Reinforcement Learning
Reinforcement learning is a type of machine learning where an agent learns to make decisions by taking actions in an environment to achieve a goal.

Generative AI
Generative AI is a subset of artificial intelligence that uses generative models to produce text, images, videos, or other forms of data.

Few-Shot Learning
A type of machine learning where a model is trained to recognize new categories of data from only a few examples, in contrast to traditional methods that require large amounts of training data.

LLMs (Large Language Models)
A large language model (LLM) is a type of artificial intelligence (AI) algorithm that uses deep learning techniques and massive datasets to understand, summarize, generate, and predict new content.

Neural Network
A neural network is a series of algorithms that endeavors to recognize underlying relationships in a set of data through a process that mimics the way the human brain operates.

Transformer
Transformers are a type of neural network architecture that transforms or changes an input sequence into an output sequence. They do this by learning context and tracking relationships between sequence components.

Transfer Learning
A machine learning method where a model developed for a task is reused as the starting point for a model on a second task, often allowing for improved performance with less training data.

Embeddings
Embeddings are numerical representations of real-world objects that machine learning (ML) and artificial intelligence (AI) systems use to understand complex knowledge domains like humans do.

Vector Database
A vector database that allows you to store, index, and query vector embeddings, or numerical representations of unstructured data, such as text, images, or audio.

Token
Tokens are chunks of text that the model processes. They can be as short as one character or as long as one word (e.g., 'a' or 'apple'), and in some languages can be even longer than one word.

Natural Language Processing (NLP)
Natural language processing (NLP) is a branch of artificial intelligence that helps computers understand, interpret, and manipulate human language.

AGI (Artificial General Intelligence)
Artificial general intelligence (AGI) refers to the hypothetical intelligence of a machine that possesses the ability to understand or learn any intellectual task that a human being can. It is a type of artificial intelligence (AI) that aims to mimic the cognitive abilities of the human brain.

Computer Vision
Computer vision is a field of artificial intelligence (AI) that enables computers and systems to derive meaningful information from digital images, videos, and other visual inputs — and take actions or make recommendations based on that information.

Inference
Inference is the process of running live data through a trained AI model to make a prediction or solve a task.

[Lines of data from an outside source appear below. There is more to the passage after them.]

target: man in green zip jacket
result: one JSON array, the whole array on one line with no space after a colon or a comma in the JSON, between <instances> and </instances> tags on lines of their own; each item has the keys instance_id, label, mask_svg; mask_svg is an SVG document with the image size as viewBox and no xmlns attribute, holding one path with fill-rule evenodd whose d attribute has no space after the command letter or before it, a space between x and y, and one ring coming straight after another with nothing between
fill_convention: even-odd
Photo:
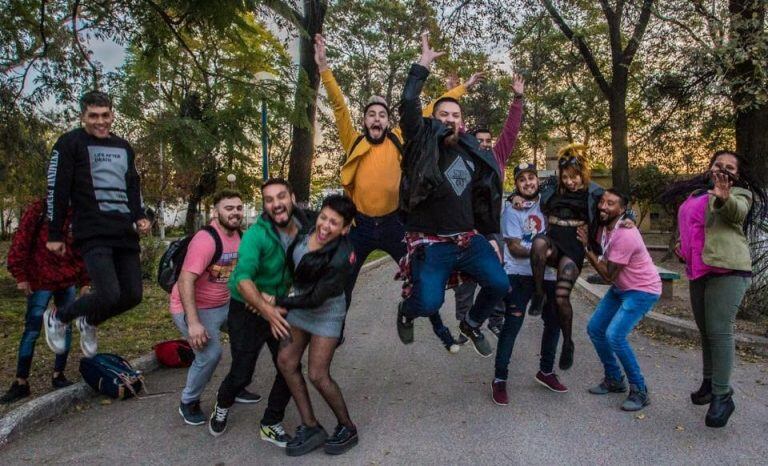
<instances>
[{"instance_id":1,"label":"man in green zip jacket","mask_svg":"<svg viewBox=\"0 0 768 466\"><path fill-rule=\"evenodd\" d=\"M280 178L267 180L261 187L264 212L243 235L238 249L237 265L229 279L232 293L229 303L229 341L232 366L221 382L216 406L208 422L208 430L219 436L227 428L227 415L235 397L251 383L256 360L266 343L277 359L279 340L289 335L284 319L285 309L262 295L284 295L291 285L291 272L286 267L286 251L299 233L314 225L309 212L296 207L293 189ZM275 330L272 330L275 328ZM285 448L290 437L283 429L285 407L291 392L277 370L269 401L261 419L261 438Z\"/></svg>"}]
</instances>

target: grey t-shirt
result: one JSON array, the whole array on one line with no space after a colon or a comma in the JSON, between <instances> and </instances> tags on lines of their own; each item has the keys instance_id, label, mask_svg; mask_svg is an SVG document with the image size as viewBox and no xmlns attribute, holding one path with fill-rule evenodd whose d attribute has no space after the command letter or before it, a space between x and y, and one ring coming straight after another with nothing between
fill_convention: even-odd
<instances>
[{"instance_id":1,"label":"grey t-shirt","mask_svg":"<svg viewBox=\"0 0 768 466\"><path fill-rule=\"evenodd\" d=\"M501 214L501 234L504 239L519 239L520 245L530 250L533 238L541 233L546 233L547 223L541 206L537 200L531 207L517 210L509 202L504 203L504 212ZM528 257L515 257L509 252L504 243L504 271L507 275L531 276L531 260ZM555 280L556 273L552 267L547 267L544 272L544 280Z\"/></svg>"},{"instance_id":2,"label":"grey t-shirt","mask_svg":"<svg viewBox=\"0 0 768 466\"><path fill-rule=\"evenodd\" d=\"M297 231L301 230L301 226L302 226L301 222L299 222L299 220L295 216L291 217L291 221L293 221L293 223L296 224ZM296 238L296 235L289 235L287 233L284 233L279 228L277 229L277 236L278 238L280 238L280 244L283 246L283 251L286 251L286 252L288 251L288 246L290 246L291 243L293 242L293 239ZM298 262L296 263L298 264Z\"/></svg>"}]
</instances>

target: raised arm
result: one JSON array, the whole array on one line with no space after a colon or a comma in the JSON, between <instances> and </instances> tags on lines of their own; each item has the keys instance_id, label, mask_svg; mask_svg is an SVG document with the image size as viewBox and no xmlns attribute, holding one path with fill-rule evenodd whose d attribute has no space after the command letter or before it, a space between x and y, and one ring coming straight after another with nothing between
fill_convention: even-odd
<instances>
[{"instance_id":1,"label":"raised arm","mask_svg":"<svg viewBox=\"0 0 768 466\"><path fill-rule=\"evenodd\" d=\"M440 99L444 99L446 97L450 97L452 99L460 100L462 97L464 97L464 94L466 94L470 89L475 87L478 83L480 83L485 78L485 73L475 73L465 82L464 84L459 84L458 86L449 86L448 91L446 91L443 95L437 98L437 100L432 101L424 107L424 110L422 111L422 115L425 117L432 116L432 111L435 109L435 102L437 102ZM454 84L453 80L451 84Z\"/></svg>"},{"instance_id":2,"label":"raised arm","mask_svg":"<svg viewBox=\"0 0 768 466\"><path fill-rule=\"evenodd\" d=\"M422 120L421 90L424 81L429 76L429 67L436 58L445 52L437 52L429 45L429 33L421 35L421 57L418 63L411 65L408 78L403 88L403 97L400 103L400 128L405 139L413 139L424 124Z\"/></svg>"},{"instance_id":3,"label":"raised arm","mask_svg":"<svg viewBox=\"0 0 768 466\"><path fill-rule=\"evenodd\" d=\"M333 72L328 67L328 58L325 54L325 39L320 34L315 34L315 63L320 71L320 79L328 93L328 101L333 109L333 117L336 120L336 128L339 130L339 139L344 152L349 154L355 140L360 136L360 132L355 130L352 121L352 115L349 113L349 107L344 100L341 88L333 77Z\"/></svg>"},{"instance_id":4,"label":"raised arm","mask_svg":"<svg viewBox=\"0 0 768 466\"><path fill-rule=\"evenodd\" d=\"M493 155L500 167L507 164L509 156L515 150L517 136L520 134L520 124L523 121L523 92L525 91L525 79L519 74L512 76L512 91L515 96L509 106L509 114L504 122L504 128L493 145Z\"/></svg>"}]
</instances>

RAG (Retrieval-Augmented Generation)
Retrieval-Augmented Generation (RAG) is the process of optimizing the output of a large language model, so it references an authoritative knowledge base outside of its training data sources before generating a response.

Prompt
A prompt is a natural language text that requests the generative AI to perform a specific task.

Federated Learning
A machine learning technique that trains an algorithm across multiple decentralized devices or servers holding local data samples, without exchanging them.

Edge AI
The deployment of AI algorithms and processing on edge devices (like smartphones or IoT devices) rather than in the cloud, allowing for faster processing and improved privacy.

Adversarial Machine Learning
Adversarial machine learning (AML) is the process of extracting information about the behavior and characteristics of an ML system and/or learning how to manipulate the inputs into an ML system in order to obtain a preferred outcome.